Gedankenverloren griff er nach ihrer Karte und schnupperte daran. Wildblumen und ... pure Weiblichkeit. Er atmete den Duft tief ein.
"MacLaren!"
Hastig sah er über die Schulter. Captain Petrosky stand in der Tür seines Büros und winkte ihn zu sich. Gabriel nahm die Füße vom Schreibtisch und schlenderte durch den Raum.
"Machen Sie die Tür zu", sagte der Captain.
Petrosky ließ sich in seinen zerschlissenen Chefsessel fallen und legte die Beine hoch. Sein rasierter Kopf glänzte im Deckenlicht.
"Das war also Ray Boudreau."
"Rae", sagte Gabriel. "R-A-E. Sie will Peter Smithfield eine Vorladung übergeben. Kindesunterhalt."
Der Captain schnaubte. "Wir haben jemanden ganz oben in der Stadtverwaltung, der in das illegale Glücksspiel verwickelt ist. Er ist schlau und mächtig. Der Typ hat sein politisches Amt benutzt, um sich über das Gesetz zu stellen. Ich werde ziemlich sauer sein, wenn irgendein übereifriger Kurier uns diesen Fall verdirbt."

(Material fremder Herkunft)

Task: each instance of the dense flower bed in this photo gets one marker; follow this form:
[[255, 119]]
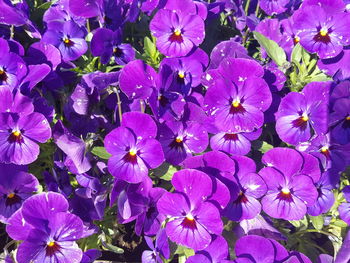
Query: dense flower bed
[[175, 131]]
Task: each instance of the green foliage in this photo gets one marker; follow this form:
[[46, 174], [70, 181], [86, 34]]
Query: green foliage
[[101, 152], [304, 69], [273, 50], [151, 55], [317, 221]]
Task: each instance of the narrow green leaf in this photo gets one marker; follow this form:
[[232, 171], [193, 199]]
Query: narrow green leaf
[[296, 53], [101, 152], [273, 50], [317, 222]]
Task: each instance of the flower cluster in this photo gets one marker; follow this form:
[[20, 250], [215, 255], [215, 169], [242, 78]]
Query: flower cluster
[[166, 130]]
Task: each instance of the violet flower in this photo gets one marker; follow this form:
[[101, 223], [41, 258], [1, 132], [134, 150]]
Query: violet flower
[[192, 218], [177, 32]]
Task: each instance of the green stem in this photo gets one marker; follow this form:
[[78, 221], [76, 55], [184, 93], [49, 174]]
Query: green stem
[[316, 231], [88, 25], [257, 8], [247, 7], [119, 103]]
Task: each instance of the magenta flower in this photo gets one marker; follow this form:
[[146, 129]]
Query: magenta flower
[[177, 32], [238, 96], [302, 114], [47, 229], [16, 185], [19, 136], [290, 184], [192, 219], [133, 147]]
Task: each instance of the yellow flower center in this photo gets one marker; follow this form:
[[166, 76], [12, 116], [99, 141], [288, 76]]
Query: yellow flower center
[[11, 195], [305, 117], [177, 32], [235, 103], [132, 152], [323, 32], [16, 133], [324, 149], [190, 217], [50, 244], [178, 139], [285, 191]]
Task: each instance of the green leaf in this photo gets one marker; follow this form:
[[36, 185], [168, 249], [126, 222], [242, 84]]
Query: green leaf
[[296, 53], [261, 146], [187, 252], [149, 47], [273, 50], [317, 222], [101, 152]]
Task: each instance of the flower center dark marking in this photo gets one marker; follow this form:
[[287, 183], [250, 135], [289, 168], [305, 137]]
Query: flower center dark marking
[[176, 36], [163, 101], [12, 199], [189, 222], [131, 157], [325, 151], [346, 123], [181, 77], [51, 248], [296, 40], [301, 122], [67, 42], [117, 52], [177, 143], [285, 195], [3, 75], [236, 107], [322, 36], [241, 198], [231, 137], [15, 136]]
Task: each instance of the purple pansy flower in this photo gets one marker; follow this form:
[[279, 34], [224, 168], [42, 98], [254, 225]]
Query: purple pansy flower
[[272, 7], [12, 67], [192, 219], [344, 208], [325, 198], [133, 147], [16, 185], [290, 184], [179, 141], [321, 31], [251, 187], [340, 121], [159, 249], [47, 229], [177, 32], [234, 143], [68, 38], [238, 96], [302, 114], [19, 136]]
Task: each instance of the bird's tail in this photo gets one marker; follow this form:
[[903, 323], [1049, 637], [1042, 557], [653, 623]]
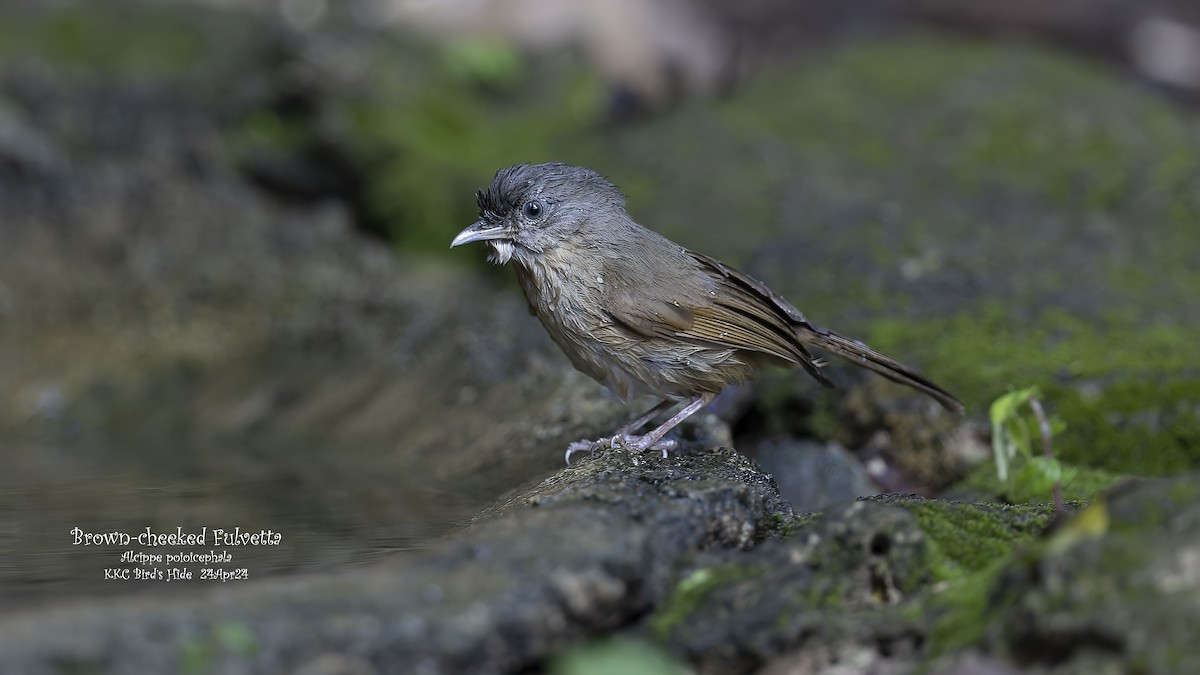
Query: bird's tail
[[861, 354]]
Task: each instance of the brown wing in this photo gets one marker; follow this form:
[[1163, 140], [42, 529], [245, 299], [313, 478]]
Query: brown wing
[[748, 315], [714, 305]]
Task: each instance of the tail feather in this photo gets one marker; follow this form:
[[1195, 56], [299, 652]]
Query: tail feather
[[861, 354]]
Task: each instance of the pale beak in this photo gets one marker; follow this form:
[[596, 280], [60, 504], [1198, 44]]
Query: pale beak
[[480, 231]]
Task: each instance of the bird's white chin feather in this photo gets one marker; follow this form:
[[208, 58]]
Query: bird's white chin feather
[[502, 251]]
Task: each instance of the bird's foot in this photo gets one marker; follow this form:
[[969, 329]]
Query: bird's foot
[[642, 443], [622, 442], [580, 446]]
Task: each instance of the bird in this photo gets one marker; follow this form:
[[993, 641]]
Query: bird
[[643, 315]]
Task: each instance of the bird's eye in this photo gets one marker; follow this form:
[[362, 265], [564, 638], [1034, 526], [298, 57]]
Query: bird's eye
[[534, 210]]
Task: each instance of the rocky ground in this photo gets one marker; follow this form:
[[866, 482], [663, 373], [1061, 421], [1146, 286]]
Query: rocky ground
[[225, 300]]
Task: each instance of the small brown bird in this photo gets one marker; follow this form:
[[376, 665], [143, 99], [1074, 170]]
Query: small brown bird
[[641, 314]]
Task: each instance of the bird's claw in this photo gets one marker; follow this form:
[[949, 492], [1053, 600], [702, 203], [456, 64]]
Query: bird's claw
[[619, 442], [580, 446]]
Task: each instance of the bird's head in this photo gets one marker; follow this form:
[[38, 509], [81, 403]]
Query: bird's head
[[531, 209]]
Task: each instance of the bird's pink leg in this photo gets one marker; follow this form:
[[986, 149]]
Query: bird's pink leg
[[651, 440]]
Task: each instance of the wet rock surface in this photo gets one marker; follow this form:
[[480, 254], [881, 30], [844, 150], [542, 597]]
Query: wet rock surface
[[195, 332], [583, 553]]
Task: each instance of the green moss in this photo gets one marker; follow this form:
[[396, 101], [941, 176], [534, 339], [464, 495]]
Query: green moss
[[111, 37], [430, 144], [1129, 410], [690, 592], [615, 655], [969, 538], [1080, 484]]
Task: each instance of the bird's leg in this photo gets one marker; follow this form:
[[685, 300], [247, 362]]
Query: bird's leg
[[634, 425], [652, 438], [621, 434]]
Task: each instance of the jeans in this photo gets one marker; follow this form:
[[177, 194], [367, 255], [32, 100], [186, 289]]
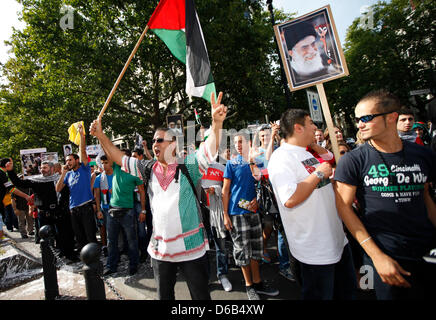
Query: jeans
[[327, 282], [221, 254], [142, 230], [25, 221], [422, 281], [114, 226], [83, 223], [283, 252], [195, 272]]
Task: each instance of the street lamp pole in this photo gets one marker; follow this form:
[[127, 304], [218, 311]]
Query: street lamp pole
[[283, 75]]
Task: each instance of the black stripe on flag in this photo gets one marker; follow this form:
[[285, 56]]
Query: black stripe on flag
[[196, 52]]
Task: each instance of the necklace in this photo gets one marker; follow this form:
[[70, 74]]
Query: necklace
[[385, 162]]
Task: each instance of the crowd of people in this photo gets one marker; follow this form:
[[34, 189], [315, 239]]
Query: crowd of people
[[374, 206]]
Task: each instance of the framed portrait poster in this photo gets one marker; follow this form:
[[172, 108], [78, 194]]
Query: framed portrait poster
[[50, 156], [31, 161], [67, 150], [175, 122], [310, 49]]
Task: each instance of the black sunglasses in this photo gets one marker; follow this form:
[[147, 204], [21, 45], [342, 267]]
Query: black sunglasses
[[159, 140], [369, 117]]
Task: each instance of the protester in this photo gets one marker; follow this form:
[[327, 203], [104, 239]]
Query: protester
[[307, 208], [121, 215], [21, 209], [103, 194], [319, 137], [76, 175], [212, 183], [266, 134], [422, 132], [144, 226], [6, 190], [406, 119], [179, 240], [328, 143], [268, 205], [243, 220], [47, 206], [343, 148], [390, 178]]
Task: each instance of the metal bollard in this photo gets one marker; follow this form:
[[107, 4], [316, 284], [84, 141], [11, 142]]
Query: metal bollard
[[48, 263], [92, 271]]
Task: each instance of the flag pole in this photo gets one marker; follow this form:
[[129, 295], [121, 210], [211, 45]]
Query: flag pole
[[328, 120], [122, 73]]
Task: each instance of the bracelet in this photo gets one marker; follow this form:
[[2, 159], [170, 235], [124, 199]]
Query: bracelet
[[365, 240]]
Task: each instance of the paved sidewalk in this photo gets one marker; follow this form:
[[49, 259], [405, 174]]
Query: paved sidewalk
[[140, 286]]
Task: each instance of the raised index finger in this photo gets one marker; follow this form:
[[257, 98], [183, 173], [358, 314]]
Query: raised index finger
[[220, 96]]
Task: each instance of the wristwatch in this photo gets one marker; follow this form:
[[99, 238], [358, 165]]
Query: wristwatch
[[319, 175]]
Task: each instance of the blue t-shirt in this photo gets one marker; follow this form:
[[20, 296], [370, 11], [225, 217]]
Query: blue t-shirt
[[105, 195], [79, 182], [242, 186]]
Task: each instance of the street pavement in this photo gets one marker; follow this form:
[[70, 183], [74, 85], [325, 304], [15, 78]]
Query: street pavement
[[29, 285]]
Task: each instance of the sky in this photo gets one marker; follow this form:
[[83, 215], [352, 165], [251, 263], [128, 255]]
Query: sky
[[344, 12]]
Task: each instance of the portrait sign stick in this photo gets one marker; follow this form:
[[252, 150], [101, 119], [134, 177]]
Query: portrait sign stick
[[126, 65], [328, 120]]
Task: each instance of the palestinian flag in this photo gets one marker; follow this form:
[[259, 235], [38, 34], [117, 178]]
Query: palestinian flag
[[197, 116], [176, 23]]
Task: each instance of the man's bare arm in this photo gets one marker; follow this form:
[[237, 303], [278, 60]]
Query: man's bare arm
[[110, 149], [83, 155], [388, 269]]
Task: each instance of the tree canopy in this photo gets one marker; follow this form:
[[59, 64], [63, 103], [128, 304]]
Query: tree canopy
[[397, 53], [60, 76]]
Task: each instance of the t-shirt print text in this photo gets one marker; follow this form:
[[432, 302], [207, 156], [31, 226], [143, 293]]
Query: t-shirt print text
[[74, 179], [407, 181]]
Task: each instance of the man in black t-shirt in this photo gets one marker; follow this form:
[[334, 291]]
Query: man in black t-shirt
[[390, 179]]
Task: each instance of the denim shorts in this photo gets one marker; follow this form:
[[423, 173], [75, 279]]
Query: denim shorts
[[247, 238]]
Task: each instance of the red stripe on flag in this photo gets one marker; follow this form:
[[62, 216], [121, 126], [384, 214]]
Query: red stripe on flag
[[169, 14]]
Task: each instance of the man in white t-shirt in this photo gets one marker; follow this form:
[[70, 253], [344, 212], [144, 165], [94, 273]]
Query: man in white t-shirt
[[307, 207]]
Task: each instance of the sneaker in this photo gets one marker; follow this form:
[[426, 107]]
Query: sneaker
[[265, 289], [251, 293], [225, 282], [431, 256], [287, 274]]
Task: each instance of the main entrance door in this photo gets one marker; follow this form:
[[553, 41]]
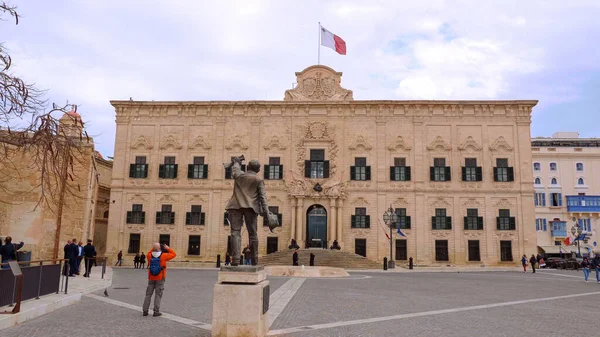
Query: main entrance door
[[316, 226]]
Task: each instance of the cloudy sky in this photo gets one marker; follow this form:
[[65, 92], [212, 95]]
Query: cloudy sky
[[89, 52]]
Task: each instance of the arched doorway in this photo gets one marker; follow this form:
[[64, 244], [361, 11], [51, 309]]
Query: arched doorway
[[316, 226]]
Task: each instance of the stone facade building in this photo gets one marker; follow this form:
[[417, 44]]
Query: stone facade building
[[37, 226], [458, 174], [567, 192]]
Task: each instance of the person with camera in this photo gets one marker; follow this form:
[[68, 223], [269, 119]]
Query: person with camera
[[157, 273]]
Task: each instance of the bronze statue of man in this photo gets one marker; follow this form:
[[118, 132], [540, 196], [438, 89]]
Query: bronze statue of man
[[249, 200]]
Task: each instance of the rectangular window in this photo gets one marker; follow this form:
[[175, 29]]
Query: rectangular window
[[360, 171], [555, 199], [540, 199], [401, 250], [134, 243], [474, 250], [274, 171], [473, 221], [136, 215], [505, 221], [164, 239], [441, 250], [440, 220], [505, 250], [194, 245], [360, 219], [403, 219]]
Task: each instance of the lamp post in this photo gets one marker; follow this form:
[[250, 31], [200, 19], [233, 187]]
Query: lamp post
[[576, 229], [390, 218]]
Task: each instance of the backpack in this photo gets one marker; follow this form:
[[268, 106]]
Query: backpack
[[154, 266]]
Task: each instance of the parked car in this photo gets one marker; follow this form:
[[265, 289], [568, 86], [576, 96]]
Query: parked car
[[555, 262]]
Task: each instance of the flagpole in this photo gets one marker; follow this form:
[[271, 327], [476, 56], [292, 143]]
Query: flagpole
[[319, 53]]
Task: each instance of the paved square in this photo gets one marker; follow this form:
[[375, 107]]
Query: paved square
[[548, 303]]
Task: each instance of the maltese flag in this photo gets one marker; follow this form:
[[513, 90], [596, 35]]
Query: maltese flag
[[328, 39]]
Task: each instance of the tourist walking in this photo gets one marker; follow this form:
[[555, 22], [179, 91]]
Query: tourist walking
[[142, 261], [9, 251], [157, 273], [533, 261], [585, 266], [89, 254], [119, 259], [136, 261]]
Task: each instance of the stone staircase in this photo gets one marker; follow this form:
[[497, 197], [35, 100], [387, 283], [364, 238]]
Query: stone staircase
[[323, 257]]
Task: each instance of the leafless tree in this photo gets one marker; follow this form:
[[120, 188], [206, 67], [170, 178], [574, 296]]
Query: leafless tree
[[30, 135]]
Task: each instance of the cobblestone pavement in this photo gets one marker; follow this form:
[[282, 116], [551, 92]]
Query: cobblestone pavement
[[548, 303]]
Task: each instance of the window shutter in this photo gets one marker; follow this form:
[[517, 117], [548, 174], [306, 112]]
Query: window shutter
[[190, 171], [326, 169], [307, 169]]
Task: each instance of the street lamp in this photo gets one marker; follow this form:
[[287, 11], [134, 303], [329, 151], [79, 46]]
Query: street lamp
[[576, 229], [390, 218]]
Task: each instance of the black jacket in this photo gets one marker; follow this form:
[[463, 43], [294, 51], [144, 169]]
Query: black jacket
[[89, 250]]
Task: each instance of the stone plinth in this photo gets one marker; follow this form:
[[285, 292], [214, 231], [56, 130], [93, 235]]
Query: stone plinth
[[306, 271], [240, 302]]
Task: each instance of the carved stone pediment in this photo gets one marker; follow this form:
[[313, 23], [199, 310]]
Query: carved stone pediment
[[470, 144], [142, 142], [318, 83], [360, 141], [236, 143], [171, 141], [500, 144], [439, 144], [399, 143]]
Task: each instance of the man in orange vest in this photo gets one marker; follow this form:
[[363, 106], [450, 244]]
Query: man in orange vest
[[157, 273]]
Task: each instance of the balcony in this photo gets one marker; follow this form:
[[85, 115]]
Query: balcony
[[583, 203], [559, 229]]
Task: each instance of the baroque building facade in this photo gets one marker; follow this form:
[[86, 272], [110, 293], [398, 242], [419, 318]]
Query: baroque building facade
[[457, 173], [567, 192]]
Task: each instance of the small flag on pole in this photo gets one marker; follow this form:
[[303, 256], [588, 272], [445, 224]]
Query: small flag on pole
[[328, 39]]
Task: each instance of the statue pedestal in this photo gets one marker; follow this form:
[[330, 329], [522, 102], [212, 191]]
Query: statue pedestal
[[241, 302]]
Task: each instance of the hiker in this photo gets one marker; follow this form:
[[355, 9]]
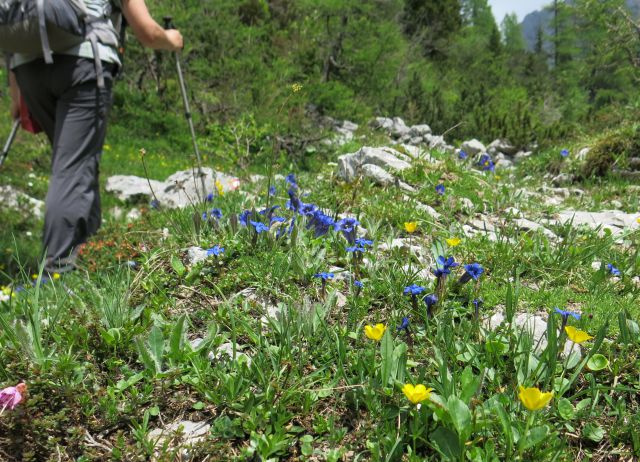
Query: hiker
[[70, 99]]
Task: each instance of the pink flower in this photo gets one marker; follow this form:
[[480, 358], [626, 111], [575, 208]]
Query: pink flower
[[10, 397]]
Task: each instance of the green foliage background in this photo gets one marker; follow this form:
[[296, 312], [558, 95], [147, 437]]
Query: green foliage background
[[442, 62]]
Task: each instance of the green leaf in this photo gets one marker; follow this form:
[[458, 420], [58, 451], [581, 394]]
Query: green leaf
[[495, 347], [446, 443], [505, 422], [469, 384], [176, 340], [593, 432], [156, 346], [597, 362], [177, 266], [460, 416], [566, 409], [536, 436], [145, 355], [386, 352]]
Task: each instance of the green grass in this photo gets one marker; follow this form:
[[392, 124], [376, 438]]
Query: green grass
[[106, 351]]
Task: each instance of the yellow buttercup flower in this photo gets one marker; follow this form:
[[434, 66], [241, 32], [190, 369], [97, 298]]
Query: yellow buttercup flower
[[577, 335], [220, 188], [416, 394], [533, 399], [411, 227], [453, 242], [375, 332]]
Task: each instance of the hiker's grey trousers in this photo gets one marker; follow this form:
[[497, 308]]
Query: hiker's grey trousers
[[64, 99]]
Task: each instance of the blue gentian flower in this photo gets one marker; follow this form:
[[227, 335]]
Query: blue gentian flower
[[363, 242], [486, 163], [308, 209], [413, 290], [324, 276], [348, 228], [244, 217], [404, 325], [355, 248], [430, 300], [215, 251], [613, 270], [294, 202], [320, 223], [444, 266], [259, 227], [291, 179], [565, 314], [474, 270]]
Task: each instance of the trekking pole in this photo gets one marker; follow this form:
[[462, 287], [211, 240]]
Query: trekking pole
[[7, 145], [168, 24]]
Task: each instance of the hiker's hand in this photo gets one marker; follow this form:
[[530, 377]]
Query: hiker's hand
[[15, 110], [174, 37], [15, 96]]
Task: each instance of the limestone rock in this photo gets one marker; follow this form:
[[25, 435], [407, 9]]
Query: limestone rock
[[13, 199], [196, 255], [132, 188], [177, 191], [420, 130], [350, 165], [535, 325], [527, 225], [502, 146], [473, 147]]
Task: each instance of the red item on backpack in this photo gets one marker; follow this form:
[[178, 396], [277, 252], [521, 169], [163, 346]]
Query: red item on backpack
[[27, 122]]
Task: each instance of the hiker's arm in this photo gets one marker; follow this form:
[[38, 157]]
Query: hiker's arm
[[146, 30], [14, 91]]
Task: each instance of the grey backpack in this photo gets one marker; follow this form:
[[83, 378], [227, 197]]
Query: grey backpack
[[47, 26]]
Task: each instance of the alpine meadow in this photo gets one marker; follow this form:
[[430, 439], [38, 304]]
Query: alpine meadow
[[398, 230]]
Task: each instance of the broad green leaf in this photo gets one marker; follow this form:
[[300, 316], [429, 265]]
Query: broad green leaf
[[536, 436], [469, 384], [505, 422], [495, 347], [446, 443], [597, 362], [460, 416], [593, 432], [566, 409]]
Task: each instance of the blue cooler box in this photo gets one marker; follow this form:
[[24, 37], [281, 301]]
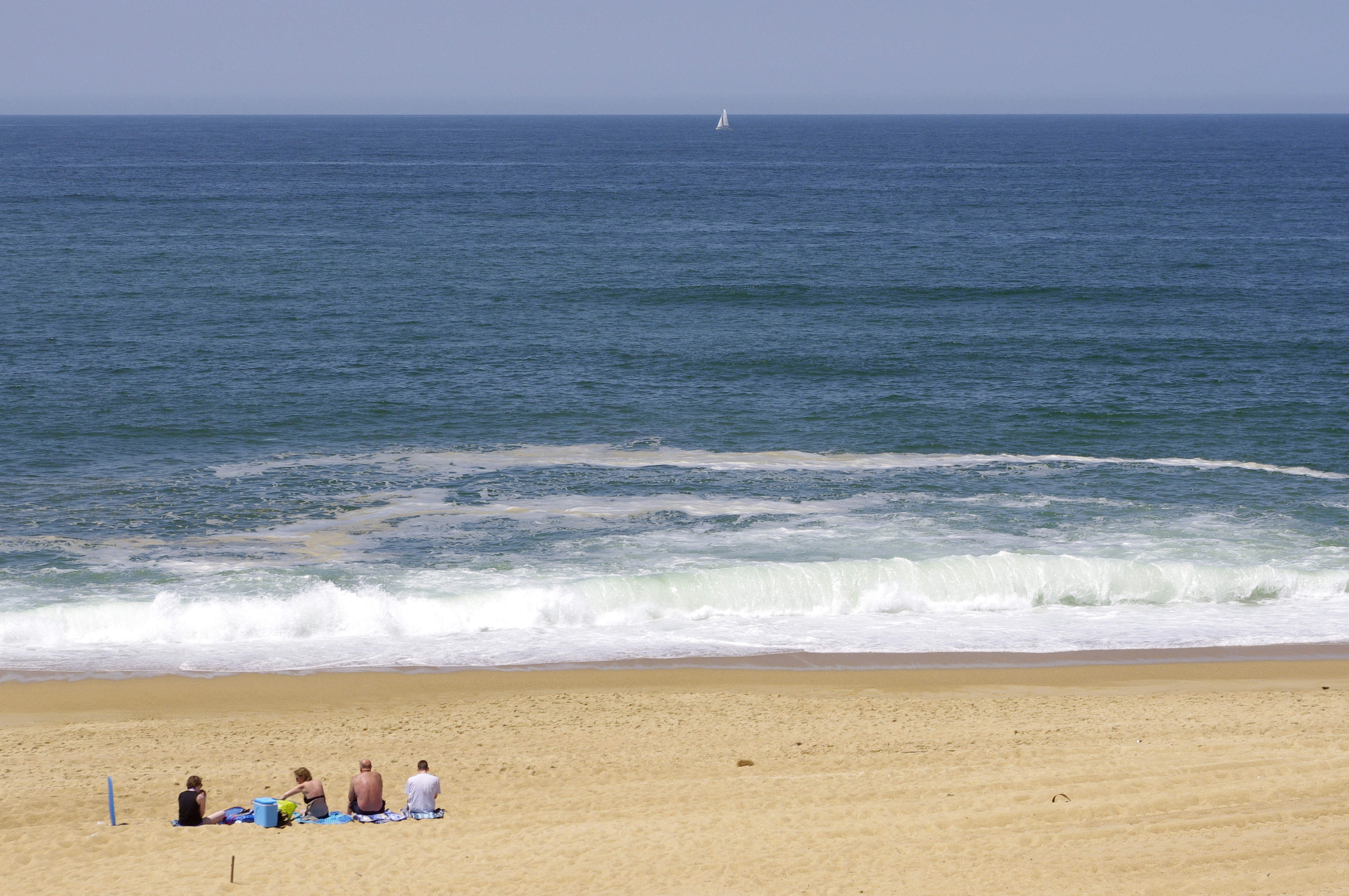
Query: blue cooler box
[[265, 811]]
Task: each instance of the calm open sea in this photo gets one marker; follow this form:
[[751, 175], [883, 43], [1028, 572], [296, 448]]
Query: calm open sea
[[292, 393]]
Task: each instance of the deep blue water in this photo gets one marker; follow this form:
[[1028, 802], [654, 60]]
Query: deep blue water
[[260, 376]]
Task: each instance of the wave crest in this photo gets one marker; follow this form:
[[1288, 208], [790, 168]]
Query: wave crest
[[1003, 582], [611, 456]]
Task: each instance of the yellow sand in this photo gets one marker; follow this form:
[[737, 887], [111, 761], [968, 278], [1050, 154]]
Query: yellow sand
[[1183, 779]]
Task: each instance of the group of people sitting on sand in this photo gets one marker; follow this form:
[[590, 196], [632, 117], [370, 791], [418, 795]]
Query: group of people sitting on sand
[[365, 795]]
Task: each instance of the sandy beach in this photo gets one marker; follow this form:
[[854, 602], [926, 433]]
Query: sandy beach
[[1196, 778]]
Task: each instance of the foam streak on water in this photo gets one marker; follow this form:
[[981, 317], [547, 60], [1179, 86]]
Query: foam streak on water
[[437, 392]]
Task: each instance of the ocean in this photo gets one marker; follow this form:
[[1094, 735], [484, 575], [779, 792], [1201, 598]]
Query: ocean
[[339, 393]]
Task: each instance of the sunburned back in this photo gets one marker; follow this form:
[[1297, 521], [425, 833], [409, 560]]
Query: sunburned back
[[370, 791]]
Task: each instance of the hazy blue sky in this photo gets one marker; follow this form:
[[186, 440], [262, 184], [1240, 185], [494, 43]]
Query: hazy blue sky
[[695, 56]]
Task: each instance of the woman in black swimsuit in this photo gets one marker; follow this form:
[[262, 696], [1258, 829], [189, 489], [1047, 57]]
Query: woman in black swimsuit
[[192, 806], [316, 806]]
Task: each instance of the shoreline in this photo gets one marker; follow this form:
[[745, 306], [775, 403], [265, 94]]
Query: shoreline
[[1225, 775], [792, 662]]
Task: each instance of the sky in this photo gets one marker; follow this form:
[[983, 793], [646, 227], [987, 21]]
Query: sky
[[658, 57]]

Gabriel lächelte. "Wir wollen nicht, dass Sie sauer sind, Sir.
Aber sie ist ein Profi und sehr entschlossen. Wenn wir ihr die Situation erklären ..."
"Nein. Wenn von unseren Ermittlungen etwas durchsickert, können wir den Fall vergessen. Sie erzählen Boudreau nichts.
Sie erzählen niemandem etwas."
"Sie wird uns in die Quere kommen."
Petrosky sah ihn an. "Ich mache Sie für diese Frau verantwortlich, MacLaren. Sie werden dafür sorgen, dass sie uns nicht stört.
Sie werden sie nach ihm suchen lassen, wenn Sie ihn nicht finden. Ist das klar?"
Gabriel fühlte plötzlich eine schwere Last auf den Schultern.
"Ja, Sir."
Leise fluchend verließ er das Büro. Es wäre so schon hart gewesen, sie zu vergessen, jetzt würde sie ihm vermutlich den Verstand rauben. Er begehrte sie. Er wollte sie kennen lernen.
Wollte herausfinden, ob sie das hielt, was ihre Augen versprachen.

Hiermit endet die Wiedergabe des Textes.